Answer: What a lovely idea! As collectors know, it’s all about the story, and many would embrace the chance to share theirs.

Dear Liz: A friend collected and has some wonderful pieces of Japanese items such as antique tonsu chests and porcelain, some of which are quite valuable. When she was updating her estate plan, her attorney suggested she ask me, as a friend and fellow collector, to be an advisor to her family about disposing of these items after her death (assuming she predeceases me). My contact info was then shared with her loved ones. Another trick I have seen is to have copies made of receipts with identifying information and prices paid placed inside drawers of valuable furniture. Whether these items are sold at auction, estate sale or upscale consignment, the information is extremely valuable in helping to determine authenticity. Naturally, this information should also be stored with legal documents. Prior to a recent surgery I also shared my information with my sister and went over the location in my files for all pertinent information. It can be difficult for heirs to differentiate Baccarat crystal, vintage Wedgwood china and top-quality French copper from goods sold in discount chains. Once they know what the items are, the internet and EBay make it easy to get a sense of the value of items for sale. Hope you find this helpful.

Answer: Very much so, and I’m sure readers will as well. Thanks for the tips!

Dear Liz: Regarding your advice to the collectors and the impact on the executors, there can be another wrinkle: disagreements on valuations among the heirs.

I’m the executor for my parents’ estate and my mother spent a considerable amount of time and resources collecting art. Unfortunately there is little documentation on the art and it is in a niche market where it will be hard to get accurate values.

I’ve decided that when the time comes, I will use what little documentation my mother had to establish values and then divide the art collection among the heirs.

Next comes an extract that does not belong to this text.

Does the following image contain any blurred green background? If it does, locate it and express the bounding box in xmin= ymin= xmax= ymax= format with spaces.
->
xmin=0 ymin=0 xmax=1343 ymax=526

If the heirs want to liquidate the art, that is their choice. It takes me out of the middle of squabbles over whether or not I got a “good” price for something. And it gives me time to decide for my portion of the collection what pieces I want to keep for myself and what I want to sell. This obviously only works when the heirs are people and not organizations and they have the ability to take the collection rather than a check.

Answer: Oh, boy.

If you are the executor, you will have a fiduciary duty to the estate. What that means is that you will be legally required to act in the estate’s best interests, rather than in your own. Cherry picking a collection is an excellent way to violate that duty and potentially get yourself sued. Another way to invite lawsuits is to rely on scanty, out-of-date documentation to establish values without attempting to get current appraisals.

If you really don’t want the hassle, ask your mother to designate, in writing, who gets what. She should discuss this with an estate planning attorney to see if her estate documents need updating or if she can include a letter detailing her bequests.